Black woman, 60s, Retired

Watched the bystander video of Floyd’s arrest for about four or five minutes, then shut it off because “it just wasn’t something that I needed to see.” Had a very favorable view of Black Lives Matter and has a relative who is a police officer with Minneapolis.

NO. 92

White woman, 40s, Commercial insurance 

Doesn’t agree that someone who uses drugs or doesn’t cooperate with police should be treated poorly. “If someone uses drugs, I don’t think there should be ramifications of violence for that,” she said.

NO. 96

White woman, 50s, Unemployed 

Has seen clips of the video of Floyd’s arrest, wants to learn more about what happened beforehand. She said she has never personally seen police officers respond to Black people or minorities with more force than white people.
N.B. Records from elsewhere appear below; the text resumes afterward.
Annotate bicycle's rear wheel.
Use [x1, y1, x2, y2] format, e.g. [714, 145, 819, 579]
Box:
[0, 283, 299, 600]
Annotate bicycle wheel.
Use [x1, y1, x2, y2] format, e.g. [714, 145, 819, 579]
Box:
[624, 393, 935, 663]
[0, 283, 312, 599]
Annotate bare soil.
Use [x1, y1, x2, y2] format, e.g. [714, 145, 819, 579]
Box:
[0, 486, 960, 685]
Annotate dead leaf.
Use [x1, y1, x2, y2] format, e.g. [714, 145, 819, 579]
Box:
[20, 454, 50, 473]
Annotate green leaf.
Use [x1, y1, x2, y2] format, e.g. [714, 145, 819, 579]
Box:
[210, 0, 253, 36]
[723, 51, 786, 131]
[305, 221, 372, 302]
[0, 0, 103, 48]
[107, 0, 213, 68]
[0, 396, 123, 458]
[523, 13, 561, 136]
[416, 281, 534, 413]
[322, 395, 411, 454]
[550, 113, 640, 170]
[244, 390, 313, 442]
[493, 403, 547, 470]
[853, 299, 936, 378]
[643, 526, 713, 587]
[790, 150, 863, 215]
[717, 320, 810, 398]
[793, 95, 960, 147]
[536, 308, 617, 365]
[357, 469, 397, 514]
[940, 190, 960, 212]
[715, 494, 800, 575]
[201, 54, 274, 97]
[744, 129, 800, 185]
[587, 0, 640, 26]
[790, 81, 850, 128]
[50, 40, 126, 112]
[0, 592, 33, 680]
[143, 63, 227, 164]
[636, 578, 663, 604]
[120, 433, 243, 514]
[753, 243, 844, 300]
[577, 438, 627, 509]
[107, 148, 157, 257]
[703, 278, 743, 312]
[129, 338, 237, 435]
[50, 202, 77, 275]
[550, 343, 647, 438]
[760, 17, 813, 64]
She also said a person should have nothing to fear from police if they cooperate and comply with commands.

NO. 118

White woman, 20s, Social worker

She said she has had conversations with others about police reform and said she thinks “there are things that should be changed.” But she also described police and their jobs as important, and said she is “always looking at every side of things.”

NO. 131

White man. 20s, Accountant 

He said he initially formed a somewhat negative opinion of Chauvin, saying the duration of his restraint on Floyd was longer than necessary. He said he respects police and views Black Lives Matter somewhat favorably, but noted he believes some frustrations contributed to violent unrest in Minneapolis.